Un grand effort national

Malgré cette médiocre entrée en matière, malgré sa réputation de climatosceptique – ce qui n’est pas le meilleur des atouts pour diriger une agence à vocation scientifique –, Jim Bridenstine va déjouer tous les pronostics et se révéler efficace. Son secret : avoir clairement replacé la NASA en tant que chef de file d’un grand effort national au sein duquel les entreprises du New Space sont considérées comme de véritables partenaires et non plus comme des sous-traitants. 

Dans les faits, cela s’est traduit, en 2020, par le premier acheminement d’astronautes de la NASA vers l’ISS à bord d’une capsule privée, le Crew Dragon de SpaceX. Autre concrétisation : le futur module lunaire sera, lui aussi, conçu par une entreprise privée. Cette collaboration entre l’agence gouvernementale et les acteurs du New Space n’est pas nouvelle : elle a été amorcée par George W. Bush et développée par son successeur démocrate. Le bon bilan de l’administration Trump en matière spatiale tient beaucoup au fait que, dans ce secteur, le président républicain n’a pas voulu faire table rase de l’héritage Obama.

Il est néanmoins un domaine qui a souffert ces quatre dernières années, celui de la science menée à la NASA, et notamment la science ayant trait à l’observation de la Terre, dont on a souvent tenté de raboter les budgets. « Il est à peu près certain que Joe Biden, dont l’un des premiers actes sera de réintégrer les Etats-Unis dans l’accord de Paris sur le climat, remettra de l’argent dans ce domaine », assure Xavier Pasco. 

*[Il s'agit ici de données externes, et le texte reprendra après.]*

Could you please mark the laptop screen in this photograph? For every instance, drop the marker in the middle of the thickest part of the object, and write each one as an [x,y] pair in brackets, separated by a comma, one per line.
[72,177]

Un rééquilibrage budgétaire qui, selon toute vraisemblance, se fera aux dépens d’Artemis. L’objectif de voir des Américains reposer le pied sur la Lune en 2024 n’était de toute façon pas tenable pour la NASA, ni sur le plan de l’avancée des technologies ni sur celui des finances. Le nouveau président va lui donner un motif honorable pour le repousser dans le temps.